Il faut garder à l’esprit également, chers collègues, que sur ce texte comme toujours en matière fiscale, le Parlement européen est consulté, mais les États auront le dernier mot. Dans ce domaine, ils sont prompts pour prendre à l’unanimité des décisions minimalistes. Notre rôle est donc d’envoyer un message conforme à l’ambition qu’attendent de nous les citoyens et la société civile, dans le contexte de scandale fiscal permanent que nous vivons.
Le Conseil a approuvé son compromis aujourd’hui-même en ECOFIN, en limitant un peu la proposition de la Commission.
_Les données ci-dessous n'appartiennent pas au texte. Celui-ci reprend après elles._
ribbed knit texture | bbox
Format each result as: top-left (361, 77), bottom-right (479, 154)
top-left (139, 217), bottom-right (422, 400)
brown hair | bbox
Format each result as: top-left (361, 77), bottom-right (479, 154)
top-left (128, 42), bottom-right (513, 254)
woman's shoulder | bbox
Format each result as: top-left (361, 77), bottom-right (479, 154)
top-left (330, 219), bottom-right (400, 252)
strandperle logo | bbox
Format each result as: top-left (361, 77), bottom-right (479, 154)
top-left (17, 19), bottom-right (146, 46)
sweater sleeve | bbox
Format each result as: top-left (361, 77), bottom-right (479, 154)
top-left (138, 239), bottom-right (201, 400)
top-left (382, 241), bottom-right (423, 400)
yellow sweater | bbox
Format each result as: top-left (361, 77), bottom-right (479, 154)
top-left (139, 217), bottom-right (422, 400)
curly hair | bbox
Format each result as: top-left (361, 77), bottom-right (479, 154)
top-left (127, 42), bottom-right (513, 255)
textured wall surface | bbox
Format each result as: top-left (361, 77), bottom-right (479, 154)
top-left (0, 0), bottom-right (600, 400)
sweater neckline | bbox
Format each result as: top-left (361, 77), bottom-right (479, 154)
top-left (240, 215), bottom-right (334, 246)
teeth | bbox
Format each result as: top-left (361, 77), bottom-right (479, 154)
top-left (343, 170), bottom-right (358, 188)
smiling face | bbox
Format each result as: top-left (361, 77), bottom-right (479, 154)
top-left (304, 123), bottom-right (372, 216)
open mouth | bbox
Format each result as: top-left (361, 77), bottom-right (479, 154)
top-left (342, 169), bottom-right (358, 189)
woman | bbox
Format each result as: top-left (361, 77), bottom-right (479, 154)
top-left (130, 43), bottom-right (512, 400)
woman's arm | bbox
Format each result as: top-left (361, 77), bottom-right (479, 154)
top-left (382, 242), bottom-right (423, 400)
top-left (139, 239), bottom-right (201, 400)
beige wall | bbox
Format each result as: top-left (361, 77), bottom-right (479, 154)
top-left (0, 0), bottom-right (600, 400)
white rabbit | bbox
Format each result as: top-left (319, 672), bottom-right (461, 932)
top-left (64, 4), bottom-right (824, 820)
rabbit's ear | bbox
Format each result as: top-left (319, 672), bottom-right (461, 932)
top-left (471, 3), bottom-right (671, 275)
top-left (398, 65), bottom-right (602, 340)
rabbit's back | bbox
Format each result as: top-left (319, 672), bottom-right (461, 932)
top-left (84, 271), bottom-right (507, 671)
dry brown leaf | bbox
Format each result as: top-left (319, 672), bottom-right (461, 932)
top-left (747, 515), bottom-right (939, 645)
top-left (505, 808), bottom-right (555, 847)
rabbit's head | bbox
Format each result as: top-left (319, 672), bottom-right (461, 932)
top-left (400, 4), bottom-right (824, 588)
Je propose donc que le Parlement, de son côté, développe plutôt une vision conforme à l’ambition initiale de transparence fiscale, et cohérente avec l’objet de la directive de Coopération administrative – tout en laissant le temps nécessaire aux administrations pour mettre en œuvre cette nouvelle norme.
La justice fiscale a longtemps été le parent pauvre dans l’action de l’Union européenne. Alors que dans de nombreux domaines, nos États coopèrent de façon intégrée et ouverte, en matière de lutte contre l’optimisation et l’évasion fiscales, ce n’est pas le cas. La diplomatie fiscale ne peut plus être un marchandage de couloirs entre experts. En instaurant l’échange automatique de ces informations, nous participons à la rendre plus méthodique, plus efficace et plus utile aux administrations et citoyens de nos pays.